Some unexpected money has been withheld, however, she noted – notably excess cost aid that will not allow costs for one-on-one aids from March until June.

“The problem with that is, you have to hit a certain ceiling in order to qualify for stack money and that will push you down underneath the level for some of our kids,” she said. “Not only will we be losing money in one place, we’re probably going to lose money in another. Right now that’s looking like $66,000 for us and it probably could be more.”

This withholding also comes months after districts found out that transportation aid would not be disbursed for the same months, despite the fact that bus drivers were still logging miles to deliver technology and meals to students.

“We had lost the transportation aid and we don’t know if that’s coming back,” she said. “We just had to do a survey and put in the costs that we did have doing that.”

During her superintendent’s report, Donahue also informed the board that the district’s building committee has started work to address its five-year study.

“We just got done doing this at the elementary and at the high school and at the middle school and really you probably think that we could be done for a while,” she said. “Well, I don’t think you’re ever done taking care of your school.”

She added, “I use this example a lot with folks, but on a given day we have 2,000 people on campus or more every day. When you put that many people through bathrooms and hallways and using things, you’re going to have wear and tear.”

Even throughout the COVID-19 pandemic, Donahue explained that 1,100 people are on-campus on any given day.

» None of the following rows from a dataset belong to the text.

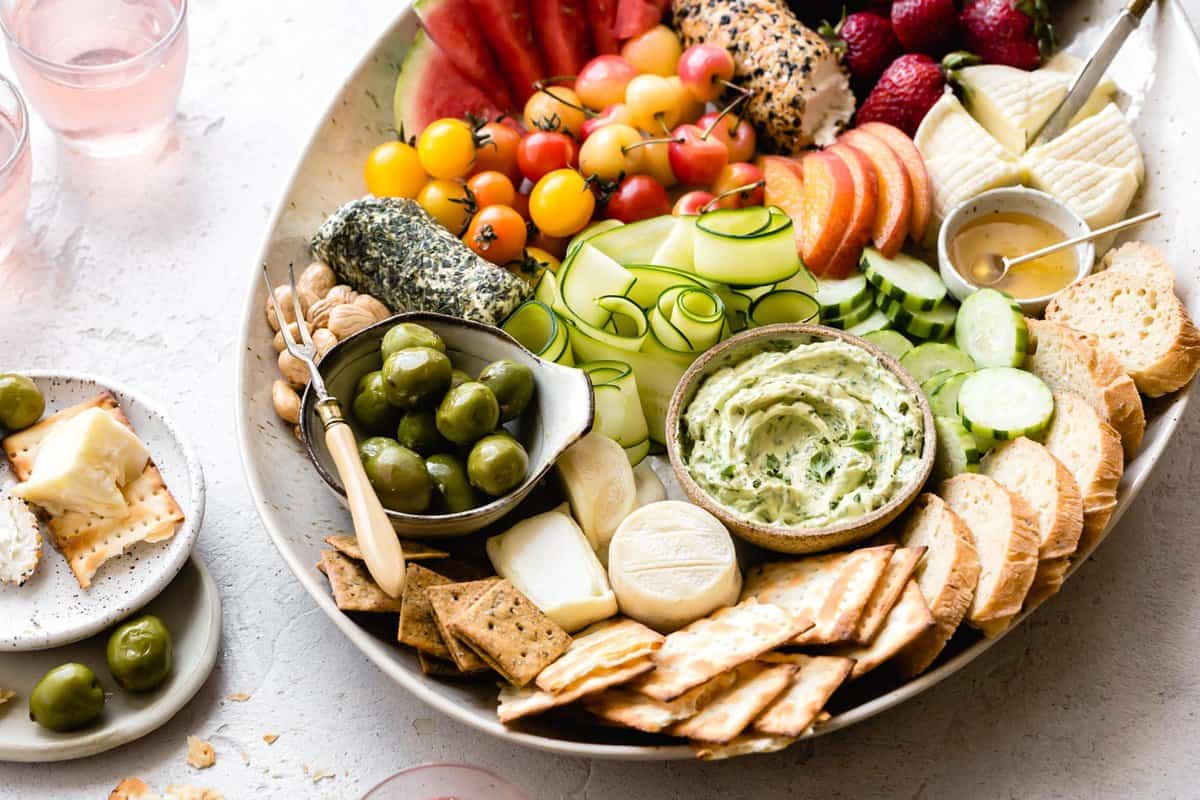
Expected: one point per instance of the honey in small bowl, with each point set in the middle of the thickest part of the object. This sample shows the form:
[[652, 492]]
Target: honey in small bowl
[[1012, 234]]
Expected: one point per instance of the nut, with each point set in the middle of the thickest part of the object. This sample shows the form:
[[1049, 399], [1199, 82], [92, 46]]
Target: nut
[[293, 370], [317, 280], [287, 402], [347, 319], [376, 308]]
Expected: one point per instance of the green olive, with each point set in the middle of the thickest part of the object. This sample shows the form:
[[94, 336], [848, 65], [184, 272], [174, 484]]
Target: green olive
[[513, 385], [371, 407], [399, 477], [67, 698], [497, 464], [139, 654], [468, 413], [407, 335], [417, 377], [21, 402], [449, 476], [419, 431]]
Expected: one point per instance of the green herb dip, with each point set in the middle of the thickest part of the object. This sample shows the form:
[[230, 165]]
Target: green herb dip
[[805, 437]]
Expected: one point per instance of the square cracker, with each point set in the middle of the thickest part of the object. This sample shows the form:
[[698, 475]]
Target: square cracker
[[448, 600], [84, 540], [719, 642], [814, 683], [510, 633], [354, 590], [418, 629]]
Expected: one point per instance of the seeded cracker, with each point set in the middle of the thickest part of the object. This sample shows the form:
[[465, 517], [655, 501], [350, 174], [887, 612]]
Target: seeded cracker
[[510, 633]]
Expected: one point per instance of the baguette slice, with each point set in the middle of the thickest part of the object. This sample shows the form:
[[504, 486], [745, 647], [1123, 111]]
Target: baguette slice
[[1091, 449], [1006, 537], [947, 576], [1072, 361], [1133, 310]]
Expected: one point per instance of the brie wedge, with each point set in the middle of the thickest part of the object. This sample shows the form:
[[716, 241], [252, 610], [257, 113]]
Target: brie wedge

Paired with a 20-plus year-old elementary school building, a football turf that is “at the end of its life,” and aging builders and roofs, there are still improvements to be made.

“You have to take care of your buildings,” she said. “Every year, we put these together, but one of the things we added and we’ll get into more detail, but you’re going to have to start wrapping your heads around repairs that need to be done.”

Donahue noted that the building aid ratio for the district is about 82.4%.

“Anything aidable, that’s what you would get,” she said. “It stabilizes your tax cap, you start to have your repair costs versus new or updated improvements. One of the things we’ll get into with the transportation part of the budget, but we now are trying to cycle our trucks.”

“Now is the time to get your heads wrapped around what you think we should do and what you think we shouldn’t do and get a number in your head that you think we should be going out for,” school board president Jim Butler said.

“The longer that we wait, the harder it is to change things,” he told the board. “We need to get that number solidified so we can get feet on the ground and say ‘Let’s get this going, let’s get this designed.’ It’s not only hard to change it later on, but it’s expensive to change it. We never get everything right. No one gets a project completely right. There’ll be some changes, but we want to get ahead of those. It’s time to do our homework.”